During the last week in June, Carlson said on his show:
Yesterday we heard from a whistleblower within the U.S. government who reached out to warn us that the NSA, the National Security Agency, is monitoring our electronic communications and is planning to leak them in an attempt to take this show off the air. … The whistleblower, who is in a position to know, repeated back to us information about a story that we are working on that could have only come directly from my texts and emails. There’s no other possible source for that information, period. … The NSA captured that information without our knowledge and did it for political reasons. The Biden administration is spying on us. We have confirmed that. This morning we filed a FOIA request — Freedom of Information Act request — asking for all information that the NSA and other agencies have gathered about this show.

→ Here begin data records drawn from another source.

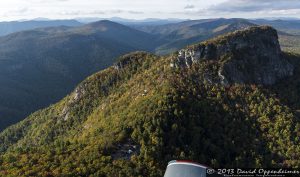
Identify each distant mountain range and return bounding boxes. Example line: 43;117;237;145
1;17;300;131
0;20;82;36
134;18;256;54
133;18;300;54
76;17;186;25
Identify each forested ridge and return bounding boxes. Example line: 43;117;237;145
2;17;300;132
0;26;300;176
0;20;160;131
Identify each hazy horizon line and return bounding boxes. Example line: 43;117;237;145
0;16;299;23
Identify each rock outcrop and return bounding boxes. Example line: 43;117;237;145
171;26;294;85
113;51;150;71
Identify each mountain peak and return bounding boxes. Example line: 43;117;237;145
171;26;294;85
85;20;126;29
1;22;300;176
206;25;277;44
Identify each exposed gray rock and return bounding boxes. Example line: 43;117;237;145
60;84;86;121
60;104;70;121
171;26;294;85
113;57;131;70
73;85;86;101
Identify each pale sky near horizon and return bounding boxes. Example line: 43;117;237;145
0;0;300;21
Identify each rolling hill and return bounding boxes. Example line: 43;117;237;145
0;20;82;36
133;18;300;55
251;19;300;35
0;20;161;131
0;26;299;176
135;18;256;54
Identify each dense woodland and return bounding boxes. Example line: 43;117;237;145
0;20;160;131
0;26;300;176
1;18;300;132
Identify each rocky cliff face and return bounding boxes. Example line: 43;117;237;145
171;26;294;85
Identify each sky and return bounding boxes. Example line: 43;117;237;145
0;0;300;21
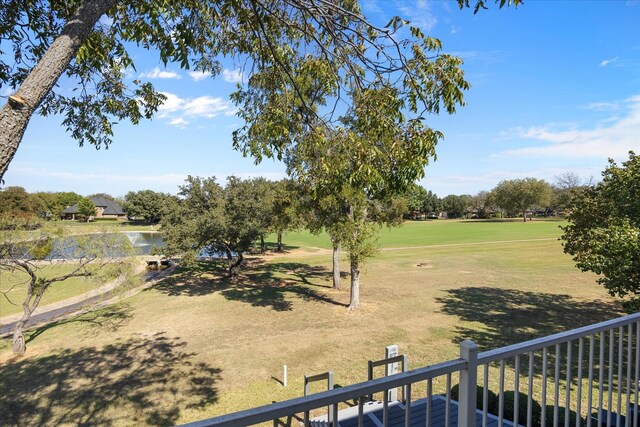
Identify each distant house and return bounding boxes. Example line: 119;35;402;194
61;196;127;221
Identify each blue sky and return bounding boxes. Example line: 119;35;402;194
2;0;640;197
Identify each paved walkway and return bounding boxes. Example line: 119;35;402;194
0;261;177;337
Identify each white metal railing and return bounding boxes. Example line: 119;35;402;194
180;312;640;427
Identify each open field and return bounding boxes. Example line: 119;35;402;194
0;220;623;425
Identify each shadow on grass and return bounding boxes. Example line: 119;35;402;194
26;303;133;344
436;287;623;350
152;260;347;311
0;332;221;426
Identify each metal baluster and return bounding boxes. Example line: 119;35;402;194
405;383;412;427
515;355;520;427
566;340;573;427
627;324;633;427
304;411;310;427
555;343;561;427
358;396;364;427
608;329;614;427
445;373;452;427
618;326;624;427
542;347;548;427
528;352;534;427
499;359;505;427
587;335;595;427
484;364;489;427
634;322;639;427
426;378;432;427
383;384;389;427
599;332;605;427
577;338;584;427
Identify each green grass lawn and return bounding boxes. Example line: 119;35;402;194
274;218;566;250
0;264;110;317
0;219;621;425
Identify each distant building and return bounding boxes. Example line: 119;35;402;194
61;196;126;221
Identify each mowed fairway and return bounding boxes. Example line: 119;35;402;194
0;220;623;425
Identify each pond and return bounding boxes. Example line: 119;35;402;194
123;232;165;255
10;232;229;259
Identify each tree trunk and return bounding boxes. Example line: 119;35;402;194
12;316;29;354
229;252;243;276
523;210;527;222
260;234;265;253
348;255;360;310
276;232;283;252
332;242;341;290
225;248;233;272
0;0;118;180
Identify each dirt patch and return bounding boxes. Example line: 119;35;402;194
416;263;433;268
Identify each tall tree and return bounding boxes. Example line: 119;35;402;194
0;0;519;180
0;223;132;354
561;152;640;310
490;178;553;221
122;189;169;224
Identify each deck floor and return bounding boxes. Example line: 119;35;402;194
310;396;518;427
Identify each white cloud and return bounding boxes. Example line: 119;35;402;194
581;101;621;112
397;1;438;32
501;96;640;160
157;92;236;127
188;71;210;82
599;57;619;67
222;68;243;83
139;67;182;80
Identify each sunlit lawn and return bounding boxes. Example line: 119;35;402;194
0;219;622;425
0;264;109;317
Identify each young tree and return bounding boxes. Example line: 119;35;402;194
0;0;519;180
270;179;305;252
77;197;96;221
122;189;169;224
561;152;640;310
490;178;553;221
0;222;132;354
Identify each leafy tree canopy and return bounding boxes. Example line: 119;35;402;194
490;178;552;221
76;196;96;220
122;189;170;223
562;152;640;310
0;0;520;180
160;176;271;275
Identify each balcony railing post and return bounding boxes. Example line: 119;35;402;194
459;340;479;427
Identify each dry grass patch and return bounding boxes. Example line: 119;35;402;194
0;230;624;425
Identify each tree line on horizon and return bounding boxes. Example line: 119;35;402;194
0;170;592;226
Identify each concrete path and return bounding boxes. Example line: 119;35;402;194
0;262;177;337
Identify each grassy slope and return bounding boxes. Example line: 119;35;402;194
0;220;621;425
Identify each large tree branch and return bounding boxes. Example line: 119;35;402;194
0;0;117;180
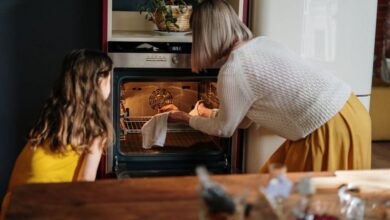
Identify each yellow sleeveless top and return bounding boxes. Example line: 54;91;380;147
8;142;82;188
1;142;82;219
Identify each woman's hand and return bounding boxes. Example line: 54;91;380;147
159;104;192;123
159;104;178;113
168;111;191;123
197;102;215;118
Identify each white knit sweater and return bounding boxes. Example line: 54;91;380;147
189;37;351;141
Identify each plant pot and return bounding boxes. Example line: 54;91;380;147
155;5;192;32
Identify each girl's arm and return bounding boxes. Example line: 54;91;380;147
76;137;104;181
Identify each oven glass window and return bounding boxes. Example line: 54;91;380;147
118;80;223;155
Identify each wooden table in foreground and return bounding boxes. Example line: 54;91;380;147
5;172;333;220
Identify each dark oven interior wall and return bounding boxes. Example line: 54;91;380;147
0;0;101;200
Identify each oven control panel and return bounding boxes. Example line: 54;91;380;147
108;41;192;68
110;53;191;68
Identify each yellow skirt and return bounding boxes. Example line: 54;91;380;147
260;94;371;173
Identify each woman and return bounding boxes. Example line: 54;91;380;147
1;49;114;219
168;0;371;172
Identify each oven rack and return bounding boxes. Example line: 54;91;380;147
122;116;195;133
120;132;221;154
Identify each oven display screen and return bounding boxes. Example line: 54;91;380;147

The NSA responded in a carefully crafted statement that was widely criticized online as it seemed evasive to many on answering the question of whether the agency had spied on Carlson.
The NSA refused to answer questions from Axios about whether they intercepted communications from Carlson. Far-left NBC News interviewed Putin a few weeks ago; it’s unclear whether the Biden administration intercepted any communications from employees at NBC News.
Experts that Axios spoke to outlined several scenarios that could have explained what happened, including the following two scenarios (which they deemed most likely):
- A more plausible scenario is that one of the people Carlson was talking to as an intermediary to help him get the Putin interview was under surveillance as a foreign agent. In that scenario, Carlson’s emails or text messages could have been incidentally collected as part of monitoring this person, but Carlson’s identity would have been masked in any intelligence reports. In order to know that the texts and emails were Carlson’s, a U.S. government official would likely have to request his identity be unmasked, something that’s only permitted if the unmasking is necessary to understand the intelligence.
- In a third scenario, interceptions might not have involved Carlson’s communications. The U.S. government routinely monitors the communications of people in Putin’s orbit, who may have been discussing the details of Carlson’s request for an interview. But under this scenario, too, Carlson’s identity would have been masked in reports as part of his protections as a U.S. citizen, and unmasking would only be permitted if a U.S. government official requested that his identity be unmasked in order to understand the intelligence. And it’s not clear why that would be necessary here.